Speaking to reporters at the NATO headquarters in Brussels last week, Ukrainian Foreign Minister Dmytro Kuleba said he urged members of the military alliance to provide Kyiv with new air defenses. He singled out the US-made MIM-104 Patriot as “the best” of them because of its effectiveness at downing ballistic missiles.

“Patriots should now be deployed in Ukraine, so that later on they will not have to be used at least along the entire eastern flank of NATO,” Zelenskyy said in a Sunday address to the nation. He said that additional air defenses are needed around Kharkiv, which has fallen victim to unrelenting Russian attacks in recent weeks.

The future of US security assistance to Ukraine, however, remains in flux as Republican lawmakers maintain their blockade on around $60 billion in military aid. Western experts and officials have warned it is critical that Washington continues to arm Kyiv.

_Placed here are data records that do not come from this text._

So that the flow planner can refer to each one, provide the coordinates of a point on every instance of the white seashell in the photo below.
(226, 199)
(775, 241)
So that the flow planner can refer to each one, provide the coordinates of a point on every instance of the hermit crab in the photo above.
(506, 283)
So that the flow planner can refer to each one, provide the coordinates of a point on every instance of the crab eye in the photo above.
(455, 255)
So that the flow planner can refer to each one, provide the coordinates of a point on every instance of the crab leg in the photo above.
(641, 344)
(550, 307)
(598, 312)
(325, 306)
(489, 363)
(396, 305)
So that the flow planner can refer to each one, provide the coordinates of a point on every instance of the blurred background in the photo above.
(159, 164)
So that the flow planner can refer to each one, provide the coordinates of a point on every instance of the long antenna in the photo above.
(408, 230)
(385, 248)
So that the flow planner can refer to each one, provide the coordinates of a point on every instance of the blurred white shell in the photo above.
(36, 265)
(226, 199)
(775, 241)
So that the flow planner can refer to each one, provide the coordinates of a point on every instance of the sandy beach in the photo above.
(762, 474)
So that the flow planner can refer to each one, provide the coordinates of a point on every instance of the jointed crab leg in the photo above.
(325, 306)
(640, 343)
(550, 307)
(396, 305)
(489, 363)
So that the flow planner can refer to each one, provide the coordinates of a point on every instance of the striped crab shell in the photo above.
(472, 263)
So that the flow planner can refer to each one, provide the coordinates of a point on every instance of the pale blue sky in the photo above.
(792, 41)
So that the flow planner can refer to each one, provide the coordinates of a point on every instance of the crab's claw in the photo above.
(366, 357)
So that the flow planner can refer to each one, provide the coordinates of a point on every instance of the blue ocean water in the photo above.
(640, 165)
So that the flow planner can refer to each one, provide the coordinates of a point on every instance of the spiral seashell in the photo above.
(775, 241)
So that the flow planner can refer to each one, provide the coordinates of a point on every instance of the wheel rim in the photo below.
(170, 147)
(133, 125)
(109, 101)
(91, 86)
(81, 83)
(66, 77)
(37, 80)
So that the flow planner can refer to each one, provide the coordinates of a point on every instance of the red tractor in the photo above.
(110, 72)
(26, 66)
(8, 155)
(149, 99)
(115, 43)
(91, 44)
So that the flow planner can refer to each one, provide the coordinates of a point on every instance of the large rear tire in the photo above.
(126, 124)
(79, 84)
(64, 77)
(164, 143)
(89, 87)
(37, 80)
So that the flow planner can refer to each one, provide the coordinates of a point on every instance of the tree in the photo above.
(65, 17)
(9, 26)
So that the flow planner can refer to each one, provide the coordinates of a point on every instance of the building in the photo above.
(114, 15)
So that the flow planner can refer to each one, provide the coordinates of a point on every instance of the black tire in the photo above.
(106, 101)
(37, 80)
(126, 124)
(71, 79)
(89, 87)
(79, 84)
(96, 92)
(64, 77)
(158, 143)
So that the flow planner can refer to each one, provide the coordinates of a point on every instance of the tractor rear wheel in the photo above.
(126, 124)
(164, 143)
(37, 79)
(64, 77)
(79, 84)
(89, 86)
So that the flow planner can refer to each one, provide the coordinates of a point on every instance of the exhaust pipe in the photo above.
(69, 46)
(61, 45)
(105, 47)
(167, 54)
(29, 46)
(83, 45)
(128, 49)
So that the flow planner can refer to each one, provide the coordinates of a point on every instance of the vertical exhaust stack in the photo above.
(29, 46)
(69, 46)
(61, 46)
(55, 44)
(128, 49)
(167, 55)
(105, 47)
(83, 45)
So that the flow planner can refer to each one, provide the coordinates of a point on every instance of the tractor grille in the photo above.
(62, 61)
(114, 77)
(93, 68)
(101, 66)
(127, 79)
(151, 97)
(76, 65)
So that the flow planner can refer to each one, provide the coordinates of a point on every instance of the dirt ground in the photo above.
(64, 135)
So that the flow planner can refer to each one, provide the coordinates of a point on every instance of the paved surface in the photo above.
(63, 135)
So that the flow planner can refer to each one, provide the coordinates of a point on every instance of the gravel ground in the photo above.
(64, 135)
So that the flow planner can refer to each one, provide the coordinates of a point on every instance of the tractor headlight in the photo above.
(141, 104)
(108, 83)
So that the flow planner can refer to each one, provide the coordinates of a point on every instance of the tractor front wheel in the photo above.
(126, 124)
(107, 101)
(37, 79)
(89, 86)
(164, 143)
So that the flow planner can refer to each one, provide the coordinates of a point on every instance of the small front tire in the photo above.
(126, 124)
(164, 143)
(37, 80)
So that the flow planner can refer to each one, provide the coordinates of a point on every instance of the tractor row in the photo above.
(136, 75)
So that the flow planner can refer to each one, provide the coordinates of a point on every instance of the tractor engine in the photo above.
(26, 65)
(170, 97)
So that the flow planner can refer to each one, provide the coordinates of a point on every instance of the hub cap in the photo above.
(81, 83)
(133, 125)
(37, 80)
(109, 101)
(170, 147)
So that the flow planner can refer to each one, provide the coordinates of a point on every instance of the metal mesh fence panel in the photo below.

For Zelenskyy, such Western support is imperative because he believes that Russian President Vladimir Putin will not put a stop to the onslaught until Ukrainian cities are left completely in ruin.

“If we don’t have air-defense systems and the appropriate long-range weapons to match Putin, he will destroy our country,” Zelenskyy said Tuesday. “This is what this war will look like: complete destruction, destruction of border areas, cities, villages, and so on.”

“He will destroy everything,” the Ukrainian leader said.